Tendo o eufónio uma História muito recente, e o trombone, apesar dos seus séculos de existência, raramente se ter colocado num papel solístico, nós enquanto instrumentistas de metal temos um interesse óbvio no Tema. Se é costume dizer-se que se aprende ao fazer, como devemos esperar que os alunos destes (e outros) instrumentos se familiarizem com repertório como o do período Barroco, por exemplo? E no caso de obras mais recentes, como abordaremos a música portuguesa do (início do) século XX sem recurso ao repertório de outros instrumentos? Deixar de o fazer por nos circunscrevermos apenas ao repertório do instrumento, privar-nos-á de conhecer repertório importante e que nos fará crescer enquanto músicos. Por outro lado, tocar música de outros instrumentos permite-nos focar na música sem os problemas e limitações técnicas, as quais são previstas nas composições originais para o nosso instrumento. Caberá por isso ao músico tentar ser o mais fiel possível às ideias do compositor, não desvirtuando a sua obra.
Naturalmente que isto implica investigar sobre os instrumentos sobre os quais tocamos, perceber as técnicas e escrita idiomática para melhor poder traduzir as ideias musicais do compositor para o nosso instrumento. Para estudantes que não tenham experiência neste âmbito, o papel do professor é da maior importância, ao explicar as especificidades de tocar música escrita para outros instrumentos.

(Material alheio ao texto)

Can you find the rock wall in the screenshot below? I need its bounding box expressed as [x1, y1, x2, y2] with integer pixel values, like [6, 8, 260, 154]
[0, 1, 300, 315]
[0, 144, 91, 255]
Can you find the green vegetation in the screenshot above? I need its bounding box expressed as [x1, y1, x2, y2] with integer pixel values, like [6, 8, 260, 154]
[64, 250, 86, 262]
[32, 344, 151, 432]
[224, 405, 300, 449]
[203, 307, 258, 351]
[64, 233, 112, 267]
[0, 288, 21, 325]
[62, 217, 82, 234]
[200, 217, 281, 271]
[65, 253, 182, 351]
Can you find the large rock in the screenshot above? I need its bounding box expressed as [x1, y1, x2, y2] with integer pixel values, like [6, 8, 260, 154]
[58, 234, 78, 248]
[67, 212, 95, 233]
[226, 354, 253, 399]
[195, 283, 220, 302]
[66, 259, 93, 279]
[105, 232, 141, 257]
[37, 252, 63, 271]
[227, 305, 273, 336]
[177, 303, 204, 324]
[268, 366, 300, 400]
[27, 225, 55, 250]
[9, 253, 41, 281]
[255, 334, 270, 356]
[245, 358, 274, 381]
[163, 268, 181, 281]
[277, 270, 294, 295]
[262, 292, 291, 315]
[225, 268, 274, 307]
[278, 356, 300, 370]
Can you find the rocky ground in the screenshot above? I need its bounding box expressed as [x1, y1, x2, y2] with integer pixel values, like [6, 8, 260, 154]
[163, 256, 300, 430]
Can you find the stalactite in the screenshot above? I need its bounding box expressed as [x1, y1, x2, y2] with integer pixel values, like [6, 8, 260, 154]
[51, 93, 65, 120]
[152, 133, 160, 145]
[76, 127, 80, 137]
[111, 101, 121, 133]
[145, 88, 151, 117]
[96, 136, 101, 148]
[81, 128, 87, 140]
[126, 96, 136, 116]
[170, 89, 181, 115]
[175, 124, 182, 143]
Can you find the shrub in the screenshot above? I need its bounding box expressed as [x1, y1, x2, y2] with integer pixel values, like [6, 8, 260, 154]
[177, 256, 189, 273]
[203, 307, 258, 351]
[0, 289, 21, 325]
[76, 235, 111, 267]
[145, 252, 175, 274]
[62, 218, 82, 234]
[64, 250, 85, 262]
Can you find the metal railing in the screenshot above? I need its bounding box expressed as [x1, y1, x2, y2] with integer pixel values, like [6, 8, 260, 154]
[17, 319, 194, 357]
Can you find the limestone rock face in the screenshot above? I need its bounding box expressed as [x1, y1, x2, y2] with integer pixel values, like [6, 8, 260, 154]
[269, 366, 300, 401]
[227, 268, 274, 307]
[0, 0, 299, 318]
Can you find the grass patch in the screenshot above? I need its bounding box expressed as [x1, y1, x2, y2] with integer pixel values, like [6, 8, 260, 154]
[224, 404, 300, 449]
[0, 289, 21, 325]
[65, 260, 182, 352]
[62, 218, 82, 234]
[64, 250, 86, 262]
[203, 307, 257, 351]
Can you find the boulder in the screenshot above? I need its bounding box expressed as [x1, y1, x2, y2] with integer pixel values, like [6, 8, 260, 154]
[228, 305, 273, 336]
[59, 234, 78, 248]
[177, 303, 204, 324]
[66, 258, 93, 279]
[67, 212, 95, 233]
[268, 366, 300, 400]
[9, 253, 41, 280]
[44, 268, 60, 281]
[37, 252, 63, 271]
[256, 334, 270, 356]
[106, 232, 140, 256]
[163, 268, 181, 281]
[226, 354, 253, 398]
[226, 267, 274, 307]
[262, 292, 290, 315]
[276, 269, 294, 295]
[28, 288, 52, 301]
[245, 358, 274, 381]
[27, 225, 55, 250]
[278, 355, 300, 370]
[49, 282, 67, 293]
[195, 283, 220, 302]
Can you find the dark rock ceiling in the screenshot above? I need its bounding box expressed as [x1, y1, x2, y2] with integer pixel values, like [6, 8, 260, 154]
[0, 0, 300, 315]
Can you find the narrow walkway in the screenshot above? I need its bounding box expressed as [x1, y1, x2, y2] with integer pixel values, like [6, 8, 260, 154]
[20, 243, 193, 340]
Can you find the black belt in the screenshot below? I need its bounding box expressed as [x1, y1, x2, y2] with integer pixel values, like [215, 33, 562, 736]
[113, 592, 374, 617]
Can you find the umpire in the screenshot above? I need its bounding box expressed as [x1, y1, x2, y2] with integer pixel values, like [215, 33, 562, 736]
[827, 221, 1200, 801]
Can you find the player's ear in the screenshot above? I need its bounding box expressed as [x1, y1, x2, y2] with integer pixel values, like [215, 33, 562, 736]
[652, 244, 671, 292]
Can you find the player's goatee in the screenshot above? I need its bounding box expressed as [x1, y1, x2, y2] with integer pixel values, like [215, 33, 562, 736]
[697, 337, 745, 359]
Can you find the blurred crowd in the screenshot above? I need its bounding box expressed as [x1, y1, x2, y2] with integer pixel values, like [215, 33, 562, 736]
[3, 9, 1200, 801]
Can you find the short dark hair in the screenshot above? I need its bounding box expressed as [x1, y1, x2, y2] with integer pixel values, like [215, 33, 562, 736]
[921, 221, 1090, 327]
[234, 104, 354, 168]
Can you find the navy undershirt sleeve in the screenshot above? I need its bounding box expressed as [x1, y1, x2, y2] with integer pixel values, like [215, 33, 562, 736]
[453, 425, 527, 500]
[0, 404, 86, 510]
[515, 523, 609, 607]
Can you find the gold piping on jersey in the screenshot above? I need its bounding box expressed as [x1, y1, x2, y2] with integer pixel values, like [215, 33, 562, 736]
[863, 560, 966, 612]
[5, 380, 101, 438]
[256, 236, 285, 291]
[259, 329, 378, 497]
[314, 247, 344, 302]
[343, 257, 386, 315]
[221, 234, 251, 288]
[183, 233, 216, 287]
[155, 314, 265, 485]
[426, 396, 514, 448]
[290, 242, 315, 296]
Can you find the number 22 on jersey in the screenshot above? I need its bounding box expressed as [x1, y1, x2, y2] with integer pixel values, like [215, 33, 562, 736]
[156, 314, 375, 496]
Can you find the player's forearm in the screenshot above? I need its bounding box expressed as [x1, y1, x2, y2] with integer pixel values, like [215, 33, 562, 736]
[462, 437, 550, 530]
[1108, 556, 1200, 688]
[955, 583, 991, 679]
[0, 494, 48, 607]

Colocando mais uma evidência ao debate, uma parte significativa da música anterior ao período Clássico era escrita com a consciência de que seria tocada por diferentes instrumentos, consoante a disponibilidade em cada caso. Claramente a evolução técnica de cada instrumento e a crescente especialização dos músicos num determinado instrumento (ao contrário dos multi-instrumentalistas da época mencionada) tem tornado a composição mais exata e específica para cada instrumento, tornando menos exequível algumas transcrições, e a estreita colaboração desenvolvida entre compositores e intérpretes em tempos recentes mostra isso mesmo. Também por isso somos agraciados com muita nova e boa música para instrumentos como os nossos (de metal grave), que em séculos anteriores foram menos explorados pelos compositores em geral. Acreditamos que devemos dar a conhecer o novo repertório do nosso instrumento, mas também alargar o nosso conhecimento e desenvolver a nossa musicalidade com repertório de outros instrumentos.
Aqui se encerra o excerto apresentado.